In the given case the minimization results in Euler-Tikhonov equation of the second order:
$\alpha y_{\alpha}+A^TAy_{\alpha}=A^T\tilde{b}, \\ y_{\alpha}=(\alpha I + A^TA)^{-1}A^T\tilde{b},$
where $I$ is an identity matrix.
Thus, as one can see the bare numerical approach isn't that bad as it is described in boring mathematical papers :) But so far I didn't introduce one more thing that is responsible for the success of the whole story. Yeah, that's right, this is a regularization parameter $\alpha$. The whole thing depends on it. Even if the convergence of the regularization approach is proved there is still strong demand on the method to choose an appropriate regularization parameter that is related to the optimal regularization solution which is possibly closest to the unknown exact solution and is stable enough. The regularization for the given case is made in following steps:
Define a vector of the regularization parameters that will be used to calculate a regularized solutions' space. For example, in such order:
$\alpha_n = \alpha_0\cdot q^n, n = \overline{1, N},$
where $N$ denotes a total number of the regularized solutions that compose a solutions' space; $\alpha_0$ is an initial value, $\alpha_0 > 0$; $q$ is a factor that governs a rate of convergence to the exact solution (the lower the q factor, the faster the rate), $0 < q < 1$;
One of the most widely used methods is a discrepancy principle. Using this method the solution is found as a root of the next equation:
$\|Ay_{\alpha}-\tilde{b}\|_{L_2}^2 = \delta^2$
It's pretty straightforward. But the devil hides in the details. Here it should be noted that the regularization approach operates with the Euler-Tikhonov equation but not with the initial one. The close analysis of the given regularization approach with the attention to the pointed feature shows that the use of the discrepancy principle will always lead to over regularized solutions (the regularization parameter $\alpha$ will be unnecessary too large). Such a peculiarity is not obvious at all and it can be encountered very frequently that many researches don't pay all necessary attention to these facts and treat calculated regularized solutions as being close enough to exact ones while they are not. Therefore, the extra information about unknown solution will be likely needed (for example, the solution's smoothness).

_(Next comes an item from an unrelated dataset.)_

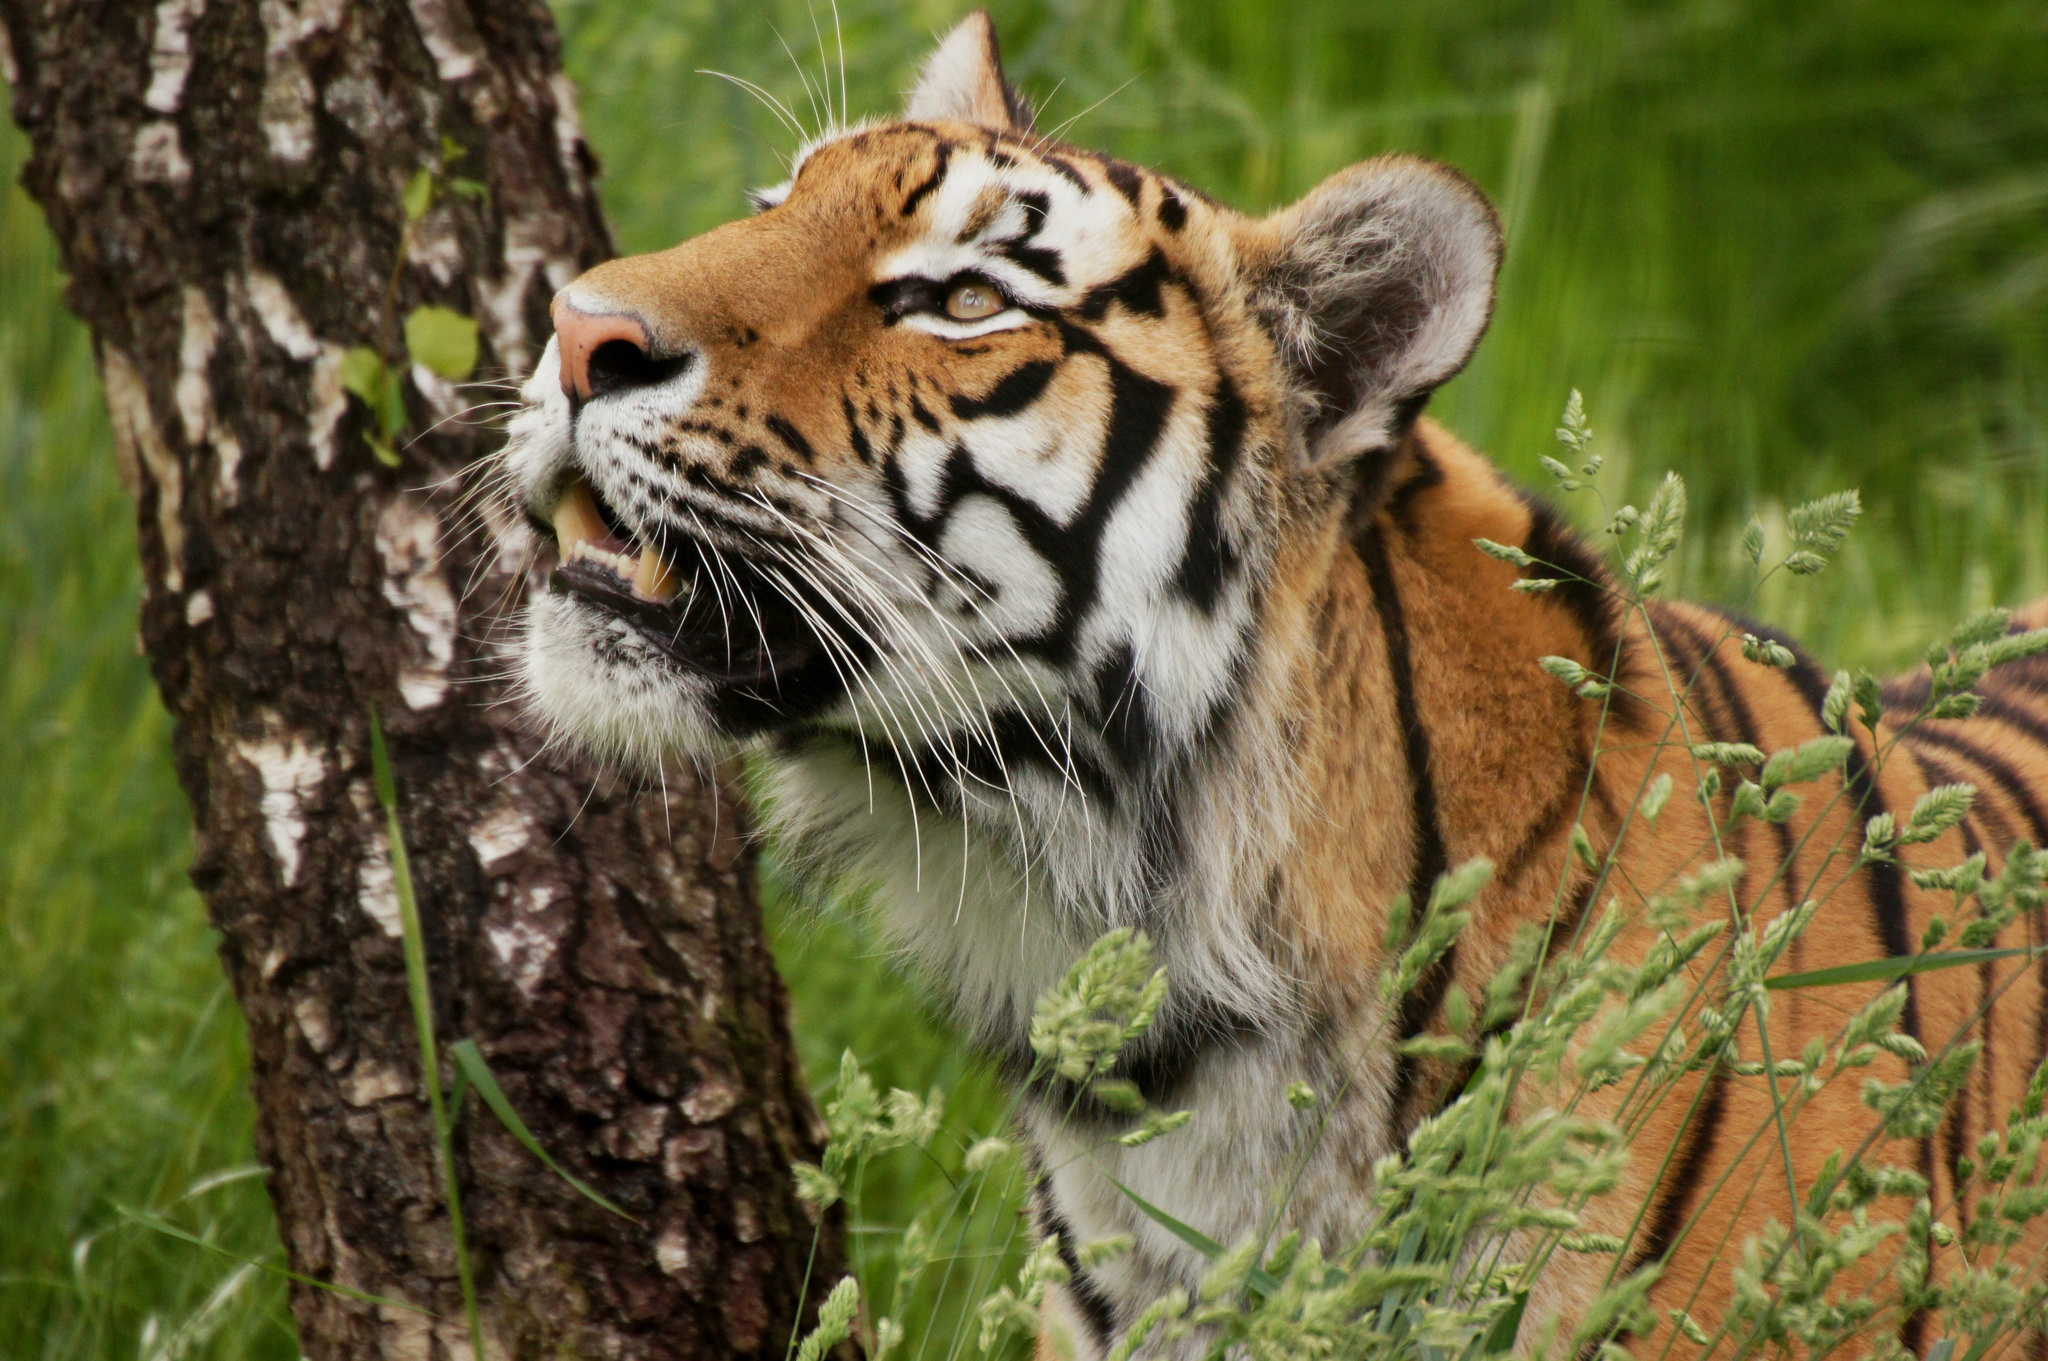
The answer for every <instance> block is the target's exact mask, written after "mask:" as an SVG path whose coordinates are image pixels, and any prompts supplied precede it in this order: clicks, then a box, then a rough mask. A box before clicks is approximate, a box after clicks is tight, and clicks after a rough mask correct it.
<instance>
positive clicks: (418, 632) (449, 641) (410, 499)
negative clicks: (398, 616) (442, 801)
mask: <svg viewBox="0 0 2048 1361" xmlns="http://www.w3.org/2000/svg"><path fill="white" fill-rule="evenodd" d="M377 557H379V559H383V569H385V581H383V596H385V600H389V602H391V604H393V606H397V608H399V610H403V612H406V622H408V624H412V630H414V632H418V634H420V639H422V643H424V659H422V661H406V665H401V667H399V673H397V690H399V694H401V696H406V704H410V706H412V708H416V710H420V708H432V706H436V704H440V700H442V698H444V696H446V694H449V663H453V661H455V591H451V589H449V579H446V575H444V573H442V571H440V522H438V520H436V518H434V516H432V512H428V510H426V508H424V506H422V503H418V501H414V499H410V497H397V499H395V501H391V503H389V506H385V512H383V514H381V516H379V518H377Z"/></svg>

One word more about a choice procedure. The minimal requirement is $\delta$. That means there is no way to choose the "right" parameter $\alpha$ without the initial data error. I know, time to time arise attempts to find a method that could find a stable reliable regularized solution without initial data error. $L$-curve method, for example. But anyway it is theoretically and practically already proved that such methods do not belong to regularization algorithms' family and can not lead consequentially to the exact solution.
The error estimation of the regularized solution is another big story that has no place to be provided here...
P.S.: Tikhonov's regularization approach is not the only way to solve ill-posed problems numerically, but from my experience, this is very stable, flexible and relatively not too much time to consume to start with the method that should be among the first candidates to try out.